Se l’Occidente è caduto di là, a chi donerà, il socialismo, il suo passato? 

Il socialismo è qui, in prossimità, al bordo della strada, su un marciapiede assolato e comodo, dentro una borsa sempre troppo grande e ci guarda, ci vede. E ci vede sfrecciare con le nostre macchine, dentro le nostre macchina, alla ricerca di un raggiungibile futuro. 
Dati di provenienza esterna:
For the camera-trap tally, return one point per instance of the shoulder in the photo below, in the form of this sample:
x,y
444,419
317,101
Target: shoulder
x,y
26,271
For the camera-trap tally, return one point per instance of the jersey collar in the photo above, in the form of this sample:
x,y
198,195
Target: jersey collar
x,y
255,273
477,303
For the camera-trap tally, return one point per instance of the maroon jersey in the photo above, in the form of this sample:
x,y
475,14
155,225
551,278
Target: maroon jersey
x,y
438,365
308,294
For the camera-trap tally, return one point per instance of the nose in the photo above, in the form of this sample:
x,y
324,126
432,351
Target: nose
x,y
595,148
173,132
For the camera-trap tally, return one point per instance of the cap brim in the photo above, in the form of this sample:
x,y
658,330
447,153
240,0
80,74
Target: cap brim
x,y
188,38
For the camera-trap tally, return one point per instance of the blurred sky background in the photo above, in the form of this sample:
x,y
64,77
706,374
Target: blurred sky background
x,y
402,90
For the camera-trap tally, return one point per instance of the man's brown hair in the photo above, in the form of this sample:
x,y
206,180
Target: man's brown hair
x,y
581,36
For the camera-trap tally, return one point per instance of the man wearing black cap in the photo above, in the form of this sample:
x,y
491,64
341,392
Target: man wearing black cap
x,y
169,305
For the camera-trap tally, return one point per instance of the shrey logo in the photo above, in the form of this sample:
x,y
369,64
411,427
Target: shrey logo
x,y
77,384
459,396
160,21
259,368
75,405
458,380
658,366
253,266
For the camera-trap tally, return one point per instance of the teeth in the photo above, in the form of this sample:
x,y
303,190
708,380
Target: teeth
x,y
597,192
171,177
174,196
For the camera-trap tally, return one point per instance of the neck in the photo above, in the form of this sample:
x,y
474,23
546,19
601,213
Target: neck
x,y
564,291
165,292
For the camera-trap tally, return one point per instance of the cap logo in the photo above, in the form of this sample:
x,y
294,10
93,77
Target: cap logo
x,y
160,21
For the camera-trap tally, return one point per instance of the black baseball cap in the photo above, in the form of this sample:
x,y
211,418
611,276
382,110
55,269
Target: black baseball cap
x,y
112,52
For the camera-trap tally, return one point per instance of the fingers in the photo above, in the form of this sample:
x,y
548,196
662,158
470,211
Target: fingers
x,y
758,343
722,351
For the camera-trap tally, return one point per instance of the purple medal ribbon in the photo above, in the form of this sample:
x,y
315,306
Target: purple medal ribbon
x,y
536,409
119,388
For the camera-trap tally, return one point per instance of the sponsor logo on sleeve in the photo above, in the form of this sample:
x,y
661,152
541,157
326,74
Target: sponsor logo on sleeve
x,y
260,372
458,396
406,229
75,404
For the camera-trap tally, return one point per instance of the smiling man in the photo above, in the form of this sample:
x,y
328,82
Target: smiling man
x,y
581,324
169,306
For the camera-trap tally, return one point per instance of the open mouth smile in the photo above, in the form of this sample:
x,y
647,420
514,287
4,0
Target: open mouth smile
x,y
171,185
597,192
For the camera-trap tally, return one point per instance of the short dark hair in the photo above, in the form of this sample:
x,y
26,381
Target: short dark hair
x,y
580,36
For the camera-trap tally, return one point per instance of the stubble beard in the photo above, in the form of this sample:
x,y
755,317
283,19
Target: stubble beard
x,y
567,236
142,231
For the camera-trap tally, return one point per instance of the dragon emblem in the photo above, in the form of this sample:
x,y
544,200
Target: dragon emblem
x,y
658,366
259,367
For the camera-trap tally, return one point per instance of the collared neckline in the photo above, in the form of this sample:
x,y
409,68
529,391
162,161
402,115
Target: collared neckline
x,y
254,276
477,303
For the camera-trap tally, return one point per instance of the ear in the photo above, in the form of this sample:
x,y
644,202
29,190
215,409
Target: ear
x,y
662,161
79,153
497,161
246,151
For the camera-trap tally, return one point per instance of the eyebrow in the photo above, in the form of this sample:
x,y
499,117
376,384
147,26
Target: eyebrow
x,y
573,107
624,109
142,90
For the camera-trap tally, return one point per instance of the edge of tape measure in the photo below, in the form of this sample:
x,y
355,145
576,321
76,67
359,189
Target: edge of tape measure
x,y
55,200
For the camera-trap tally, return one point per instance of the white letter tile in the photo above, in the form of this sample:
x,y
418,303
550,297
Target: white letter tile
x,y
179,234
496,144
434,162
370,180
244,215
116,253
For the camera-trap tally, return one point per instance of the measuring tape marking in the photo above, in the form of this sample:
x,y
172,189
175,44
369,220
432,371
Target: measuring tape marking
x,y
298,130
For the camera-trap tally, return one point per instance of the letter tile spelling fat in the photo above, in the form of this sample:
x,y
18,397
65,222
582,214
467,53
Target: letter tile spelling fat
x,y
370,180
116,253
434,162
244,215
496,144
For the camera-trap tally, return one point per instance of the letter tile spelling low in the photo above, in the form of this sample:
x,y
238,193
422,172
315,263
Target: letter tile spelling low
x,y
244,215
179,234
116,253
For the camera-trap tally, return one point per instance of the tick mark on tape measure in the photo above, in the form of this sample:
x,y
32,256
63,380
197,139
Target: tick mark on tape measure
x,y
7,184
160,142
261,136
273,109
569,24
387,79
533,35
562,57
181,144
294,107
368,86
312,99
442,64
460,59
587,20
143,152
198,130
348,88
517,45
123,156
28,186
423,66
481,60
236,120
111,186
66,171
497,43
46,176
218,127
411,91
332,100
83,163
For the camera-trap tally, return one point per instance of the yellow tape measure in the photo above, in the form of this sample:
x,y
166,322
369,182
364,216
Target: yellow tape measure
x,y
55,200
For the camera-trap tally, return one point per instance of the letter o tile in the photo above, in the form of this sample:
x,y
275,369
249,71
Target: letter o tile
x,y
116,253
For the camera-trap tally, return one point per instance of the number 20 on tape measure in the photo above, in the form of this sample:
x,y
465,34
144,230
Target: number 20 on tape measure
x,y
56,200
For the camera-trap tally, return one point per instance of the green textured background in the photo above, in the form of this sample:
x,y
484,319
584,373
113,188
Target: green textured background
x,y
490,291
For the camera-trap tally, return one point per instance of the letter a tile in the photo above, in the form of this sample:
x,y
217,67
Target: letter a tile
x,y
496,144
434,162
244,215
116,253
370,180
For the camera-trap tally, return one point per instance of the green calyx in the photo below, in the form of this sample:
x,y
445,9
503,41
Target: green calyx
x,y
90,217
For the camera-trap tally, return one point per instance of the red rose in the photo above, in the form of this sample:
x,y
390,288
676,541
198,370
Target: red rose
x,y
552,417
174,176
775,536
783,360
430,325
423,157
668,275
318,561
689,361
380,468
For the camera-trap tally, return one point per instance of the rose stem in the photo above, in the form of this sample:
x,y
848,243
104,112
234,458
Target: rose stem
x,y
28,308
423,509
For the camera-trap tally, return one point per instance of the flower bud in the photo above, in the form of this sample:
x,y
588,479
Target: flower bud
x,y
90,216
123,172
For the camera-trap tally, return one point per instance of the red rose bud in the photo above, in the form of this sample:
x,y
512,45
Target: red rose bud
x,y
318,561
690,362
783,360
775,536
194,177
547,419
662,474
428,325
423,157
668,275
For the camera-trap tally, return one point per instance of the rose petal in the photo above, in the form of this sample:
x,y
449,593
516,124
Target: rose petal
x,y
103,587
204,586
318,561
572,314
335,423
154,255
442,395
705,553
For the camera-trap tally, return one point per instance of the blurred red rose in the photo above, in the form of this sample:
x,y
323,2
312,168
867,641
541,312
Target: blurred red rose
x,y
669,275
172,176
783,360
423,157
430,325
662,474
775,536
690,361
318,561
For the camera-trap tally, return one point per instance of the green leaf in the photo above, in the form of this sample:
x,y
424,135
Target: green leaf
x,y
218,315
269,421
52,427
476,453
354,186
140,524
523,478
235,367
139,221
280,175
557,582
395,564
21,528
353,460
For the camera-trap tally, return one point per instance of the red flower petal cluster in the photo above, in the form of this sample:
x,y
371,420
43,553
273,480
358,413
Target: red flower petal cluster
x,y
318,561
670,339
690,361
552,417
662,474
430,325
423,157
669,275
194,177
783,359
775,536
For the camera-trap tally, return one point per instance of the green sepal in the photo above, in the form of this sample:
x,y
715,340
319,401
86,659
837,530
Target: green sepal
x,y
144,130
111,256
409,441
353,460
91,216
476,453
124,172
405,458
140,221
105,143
Il futuro dell’arte, o della scienza, comunque quello della conoscenza è irraggiungibile. 
Il futuro della vita quotidiana, invece, può essere facilmente raggiunto, comprato o conquistato. È in qualche modo già scritto nella tradizione, nell’abitudinario, nella conservazione. Appunto è normale. Basta adeguarsi, basta piegarsi e si trova già lì, bell’è pronto, fatto di mariti o mogli opportune, per bene, disponibili ad essere irretiti nella convivialità familiare, nelle domeniche di pranzi e sport, nella frittura di pasquetta, nel bagno di ferragosto per i figli e nei figli, che sanno dare un plusvalore consolatorio al tutto. 
Si sentono le frasi ricorrenti di un futuro programmato, le attenzioni usuali al parto, il confronto con i pari, gli sforzi impari per dimostrare la propria sfrontatezza contro anni già scritti di espressioni noiosamente recitate, sempre le stesse. 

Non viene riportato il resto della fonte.